The dream of owning a home
Two hours from Mexico City, before reaching Valle de Bravo, is San Simón de la Laguna, a quiet town with a breathtakingly green countryside, a lake, and cornfields. The community mainly comprises Indigenous Mazahuas.
This is the community where Edna and her son, Edward, reside. Until recently, they lived with seven other family members in their parent’s three-room home. Without space for privacy, the two slept in the kitchen.
Edna cleans the community school and embroiders traditional fabrics with the Indigenous Mazahuas Artisans Group, which comprises 30 women from San Simón de la Laguna. Her monthly earnings, however, were not enough to fulfill her dream of building her own home with a loan.
“My son was growing up… we wanted a private space for each of us”— Edna, resident of San Simón de la Laguna, Mexico
When Habitat for Humanity Mexico told her she had been selected to build a house through a donation, Edna cried tears of joy and felt tremendous gratitude that God had answered her prayers.
“I said, ‘Thank you, God, because I didn’t expect this.

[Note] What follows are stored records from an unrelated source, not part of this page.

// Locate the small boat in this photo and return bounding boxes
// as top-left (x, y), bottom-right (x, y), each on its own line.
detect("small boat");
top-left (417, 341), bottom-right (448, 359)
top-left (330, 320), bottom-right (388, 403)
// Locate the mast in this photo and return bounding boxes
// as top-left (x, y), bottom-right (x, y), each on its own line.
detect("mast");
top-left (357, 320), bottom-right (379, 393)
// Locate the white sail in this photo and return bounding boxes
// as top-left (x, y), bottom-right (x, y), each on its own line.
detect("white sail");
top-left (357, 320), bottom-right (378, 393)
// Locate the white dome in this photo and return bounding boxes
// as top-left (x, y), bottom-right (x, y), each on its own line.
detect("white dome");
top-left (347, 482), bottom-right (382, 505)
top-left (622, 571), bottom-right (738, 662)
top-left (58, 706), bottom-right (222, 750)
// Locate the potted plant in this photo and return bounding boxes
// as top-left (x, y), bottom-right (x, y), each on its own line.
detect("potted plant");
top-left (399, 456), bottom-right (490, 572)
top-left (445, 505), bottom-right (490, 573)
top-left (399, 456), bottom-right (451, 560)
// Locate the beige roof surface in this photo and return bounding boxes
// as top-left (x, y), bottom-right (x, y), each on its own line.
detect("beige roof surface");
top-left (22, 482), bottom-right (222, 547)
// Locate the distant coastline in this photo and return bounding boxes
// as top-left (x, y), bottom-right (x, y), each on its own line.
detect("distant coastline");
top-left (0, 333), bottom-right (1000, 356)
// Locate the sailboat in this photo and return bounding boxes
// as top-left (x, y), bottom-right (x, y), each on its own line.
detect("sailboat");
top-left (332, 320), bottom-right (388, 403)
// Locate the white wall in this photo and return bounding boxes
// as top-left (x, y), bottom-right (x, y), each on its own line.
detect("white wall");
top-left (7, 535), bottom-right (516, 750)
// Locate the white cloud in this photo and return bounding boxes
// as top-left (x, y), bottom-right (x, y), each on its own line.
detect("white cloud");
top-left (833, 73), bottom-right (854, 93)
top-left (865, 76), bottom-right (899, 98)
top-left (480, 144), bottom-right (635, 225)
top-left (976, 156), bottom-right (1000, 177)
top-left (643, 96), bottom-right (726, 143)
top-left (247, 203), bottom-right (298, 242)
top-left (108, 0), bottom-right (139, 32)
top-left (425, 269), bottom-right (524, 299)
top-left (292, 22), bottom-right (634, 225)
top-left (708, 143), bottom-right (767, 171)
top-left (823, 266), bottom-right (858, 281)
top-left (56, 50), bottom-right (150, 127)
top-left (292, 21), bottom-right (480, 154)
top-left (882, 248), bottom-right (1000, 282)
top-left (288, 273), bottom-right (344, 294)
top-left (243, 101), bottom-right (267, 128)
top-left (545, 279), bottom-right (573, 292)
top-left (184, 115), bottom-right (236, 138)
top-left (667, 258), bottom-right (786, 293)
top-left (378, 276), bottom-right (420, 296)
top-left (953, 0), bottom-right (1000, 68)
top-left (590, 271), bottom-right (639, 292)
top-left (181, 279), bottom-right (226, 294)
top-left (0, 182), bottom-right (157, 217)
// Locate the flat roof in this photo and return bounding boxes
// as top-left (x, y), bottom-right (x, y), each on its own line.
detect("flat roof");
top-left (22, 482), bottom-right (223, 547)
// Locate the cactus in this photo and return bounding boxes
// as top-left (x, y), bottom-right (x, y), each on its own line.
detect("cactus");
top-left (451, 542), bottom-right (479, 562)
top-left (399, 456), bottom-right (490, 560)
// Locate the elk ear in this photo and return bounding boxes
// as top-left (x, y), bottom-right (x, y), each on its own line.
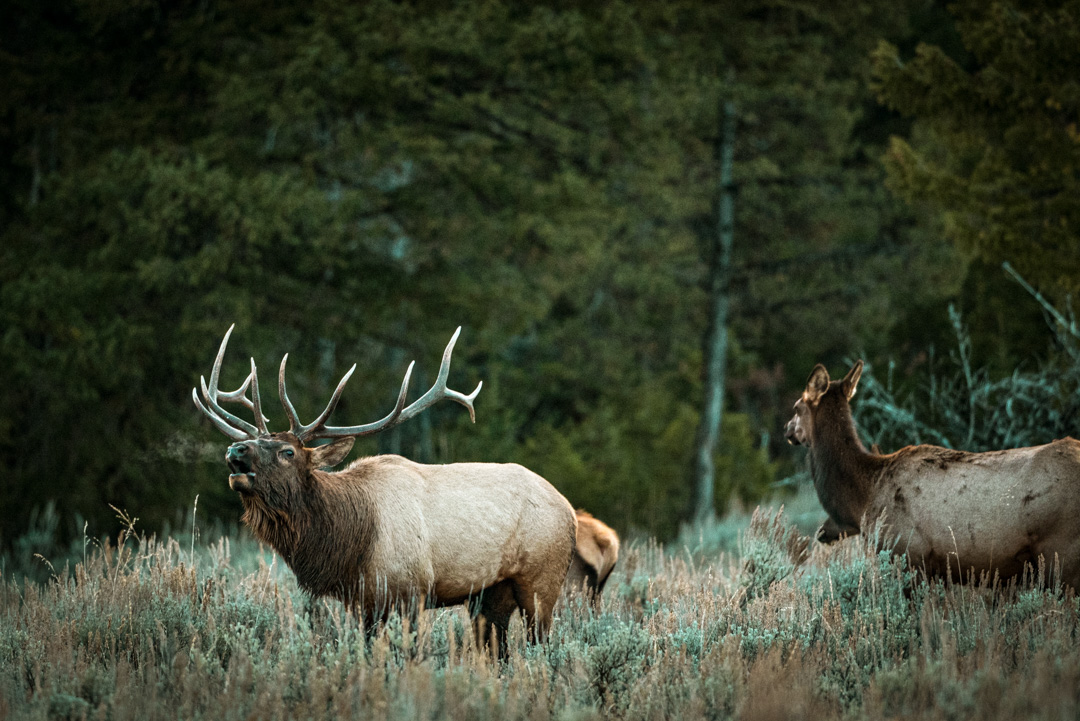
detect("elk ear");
top-left (311, 438), bottom-right (355, 468)
top-left (802, 363), bottom-right (828, 404)
top-left (843, 361), bottom-right (863, 400)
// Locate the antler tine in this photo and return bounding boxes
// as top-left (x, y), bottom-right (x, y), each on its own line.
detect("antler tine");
top-left (191, 389), bottom-right (251, 440)
top-left (199, 376), bottom-right (259, 438)
top-left (244, 358), bottom-right (270, 436)
top-left (306, 326), bottom-right (484, 438)
top-left (278, 353), bottom-right (303, 435)
top-left (191, 324), bottom-right (266, 440)
top-left (295, 363), bottom-right (356, 440)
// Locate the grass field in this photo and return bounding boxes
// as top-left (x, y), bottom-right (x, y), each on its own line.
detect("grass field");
top-left (0, 490), bottom-right (1080, 721)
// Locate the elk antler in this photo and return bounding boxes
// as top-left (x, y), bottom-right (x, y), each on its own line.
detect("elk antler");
top-left (191, 324), bottom-right (484, 441)
top-left (278, 326), bottom-right (484, 441)
top-left (191, 323), bottom-right (270, 440)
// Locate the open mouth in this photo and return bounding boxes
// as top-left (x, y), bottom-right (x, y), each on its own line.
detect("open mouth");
top-left (226, 455), bottom-right (255, 493)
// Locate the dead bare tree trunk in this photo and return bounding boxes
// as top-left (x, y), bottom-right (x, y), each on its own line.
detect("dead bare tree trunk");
top-left (693, 100), bottom-right (735, 521)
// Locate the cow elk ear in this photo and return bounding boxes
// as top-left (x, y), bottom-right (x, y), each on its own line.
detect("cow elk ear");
top-left (843, 361), bottom-right (863, 400)
top-left (311, 437), bottom-right (356, 468)
top-left (802, 363), bottom-right (828, 404)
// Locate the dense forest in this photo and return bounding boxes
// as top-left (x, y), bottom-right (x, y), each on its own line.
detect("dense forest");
top-left (0, 0), bottom-right (1080, 546)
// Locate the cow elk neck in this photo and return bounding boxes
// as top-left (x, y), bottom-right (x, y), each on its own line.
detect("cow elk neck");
top-left (785, 361), bottom-right (887, 533)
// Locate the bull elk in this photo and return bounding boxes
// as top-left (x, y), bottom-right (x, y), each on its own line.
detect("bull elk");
top-left (785, 361), bottom-right (1080, 590)
top-left (566, 508), bottom-right (619, 603)
top-left (192, 327), bottom-right (577, 655)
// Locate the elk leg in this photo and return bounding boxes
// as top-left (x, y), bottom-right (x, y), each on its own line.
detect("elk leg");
top-left (469, 581), bottom-right (517, 658)
top-left (513, 579), bottom-right (563, 642)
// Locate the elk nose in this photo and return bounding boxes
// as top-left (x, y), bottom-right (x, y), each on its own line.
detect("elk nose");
top-left (225, 444), bottom-right (252, 473)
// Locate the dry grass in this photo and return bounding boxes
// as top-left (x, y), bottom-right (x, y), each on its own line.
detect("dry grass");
top-left (0, 507), bottom-right (1080, 721)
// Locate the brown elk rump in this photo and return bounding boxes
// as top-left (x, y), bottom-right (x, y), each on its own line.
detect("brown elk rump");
top-left (785, 361), bottom-right (1080, 589)
top-left (193, 328), bottom-right (577, 654)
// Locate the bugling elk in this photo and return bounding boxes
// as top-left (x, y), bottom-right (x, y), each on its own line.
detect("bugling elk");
top-left (785, 361), bottom-right (1080, 590)
top-left (566, 508), bottom-right (619, 603)
top-left (192, 326), bottom-right (577, 655)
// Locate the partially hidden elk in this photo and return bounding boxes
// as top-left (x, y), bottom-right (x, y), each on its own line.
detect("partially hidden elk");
top-left (566, 508), bottom-right (619, 603)
top-left (192, 327), bottom-right (577, 655)
top-left (785, 361), bottom-right (1080, 590)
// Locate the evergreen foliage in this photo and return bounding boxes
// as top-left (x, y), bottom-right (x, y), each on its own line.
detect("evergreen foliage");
top-left (0, 0), bottom-right (1061, 543)
top-left (874, 0), bottom-right (1080, 295)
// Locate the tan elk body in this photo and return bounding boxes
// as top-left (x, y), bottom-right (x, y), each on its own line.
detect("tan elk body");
top-left (786, 362), bottom-right (1080, 589)
top-left (194, 328), bottom-right (577, 653)
top-left (566, 508), bottom-right (619, 601)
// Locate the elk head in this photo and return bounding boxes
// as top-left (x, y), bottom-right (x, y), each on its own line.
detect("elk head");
top-left (191, 325), bottom-right (483, 500)
top-left (784, 361), bottom-right (863, 446)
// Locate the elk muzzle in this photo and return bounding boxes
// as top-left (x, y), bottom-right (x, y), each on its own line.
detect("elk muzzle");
top-left (225, 443), bottom-right (255, 493)
top-left (784, 416), bottom-right (802, 446)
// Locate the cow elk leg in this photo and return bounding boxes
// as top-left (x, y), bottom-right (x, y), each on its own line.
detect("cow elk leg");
top-left (470, 581), bottom-right (517, 659)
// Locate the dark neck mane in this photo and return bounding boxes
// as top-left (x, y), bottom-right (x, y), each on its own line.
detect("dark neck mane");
top-left (810, 389), bottom-right (882, 530)
top-left (243, 471), bottom-right (375, 602)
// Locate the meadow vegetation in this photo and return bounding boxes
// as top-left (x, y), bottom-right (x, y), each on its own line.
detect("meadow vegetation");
top-left (0, 499), bottom-right (1080, 721)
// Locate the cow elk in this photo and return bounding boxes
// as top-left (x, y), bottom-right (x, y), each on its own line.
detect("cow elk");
top-left (566, 508), bottom-right (619, 603)
top-left (785, 361), bottom-right (1080, 590)
top-left (192, 327), bottom-right (577, 655)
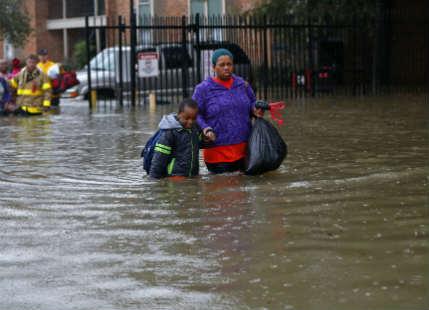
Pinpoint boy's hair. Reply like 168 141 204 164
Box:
178 98 198 113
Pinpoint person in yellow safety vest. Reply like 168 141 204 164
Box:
37 48 63 106
10 54 51 114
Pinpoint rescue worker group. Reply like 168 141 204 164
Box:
0 49 64 115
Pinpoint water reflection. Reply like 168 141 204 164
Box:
0 97 429 310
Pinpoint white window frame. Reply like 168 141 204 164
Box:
136 0 155 43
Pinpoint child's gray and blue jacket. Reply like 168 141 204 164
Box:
149 113 207 179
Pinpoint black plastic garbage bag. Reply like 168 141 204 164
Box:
244 118 287 175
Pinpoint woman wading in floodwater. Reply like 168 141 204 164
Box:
192 49 264 173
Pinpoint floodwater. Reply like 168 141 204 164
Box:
0 96 429 310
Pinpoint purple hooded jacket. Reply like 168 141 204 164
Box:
192 74 256 146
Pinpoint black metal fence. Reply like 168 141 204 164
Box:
81 13 429 105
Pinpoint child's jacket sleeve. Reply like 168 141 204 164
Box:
149 130 174 179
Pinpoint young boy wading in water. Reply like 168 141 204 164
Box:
149 99 216 179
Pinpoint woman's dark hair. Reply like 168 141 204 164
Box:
179 98 198 113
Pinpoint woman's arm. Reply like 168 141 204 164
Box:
192 85 210 130
1 78 10 103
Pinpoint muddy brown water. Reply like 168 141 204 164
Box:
0 96 429 310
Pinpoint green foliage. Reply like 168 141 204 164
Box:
247 0 375 23
73 41 95 69
0 0 32 46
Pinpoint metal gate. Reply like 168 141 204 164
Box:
86 14 428 105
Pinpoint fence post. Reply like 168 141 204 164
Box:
130 10 137 106
182 16 189 98
263 14 268 101
305 16 316 97
118 16 124 106
85 15 92 109
352 13 358 96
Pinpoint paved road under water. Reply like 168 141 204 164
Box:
0 96 429 310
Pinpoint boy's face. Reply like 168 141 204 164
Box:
177 106 198 129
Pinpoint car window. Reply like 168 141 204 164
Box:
162 46 192 69
199 42 250 64
90 50 115 71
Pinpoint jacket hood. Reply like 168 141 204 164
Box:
158 113 183 129
201 74 244 91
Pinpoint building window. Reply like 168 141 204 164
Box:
189 0 225 41
137 0 152 44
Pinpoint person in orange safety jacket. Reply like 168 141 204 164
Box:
37 48 64 106
10 54 51 114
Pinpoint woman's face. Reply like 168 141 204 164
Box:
213 55 234 81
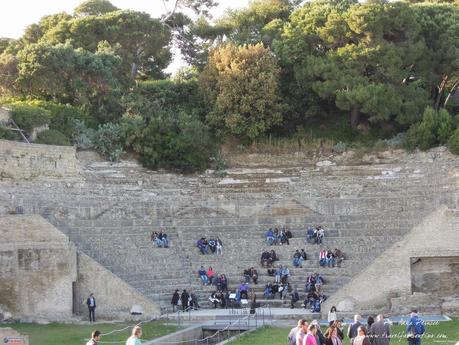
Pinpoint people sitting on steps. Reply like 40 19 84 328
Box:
263 283 274 299
292 249 304 267
207 238 217 254
239 283 250 299
196 237 209 255
260 250 273 267
265 228 275 246
206 267 216 284
274 265 283 283
198 266 209 285
319 248 328 267
217 238 223 255
316 225 325 244
334 248 344 267
281 266 290 284
290 288 300 309
209 291 221 309
326 249 336 267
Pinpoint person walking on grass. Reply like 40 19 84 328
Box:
86 331 100 345
126 326 142 345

But, as they say, hope is what remains. God heard our needs. This house is a blessing from God,” she recalls.
Edna’s house is the outcome of a donation from the Banorte Foundation, which funded a total of 25 improvements and/or new house constructions, all with an average size of 164 square feet and comprising two bedrooms, a bathroom, a living room and a kitchen.
To obtain the house, Edna attended a series of five trainings that Habitat Mexico provided to the group of women selected for the project, covering topics such as the right to adequate housing, healthy community coexistence, habitability, healthy housing and proper home maintenance.
“God bless each of the people who have helped me. May God multiply their labors to provide more support to those in need. Thanks be to God that we have our home, that my son and I have our own space. I always dreamed of having a home like this, with a view of the corn fields and the mountains,” she says.
Edna and her son now live happily in their new home—a safe place where she can eat breakfast each morning with the view she had dreamed of.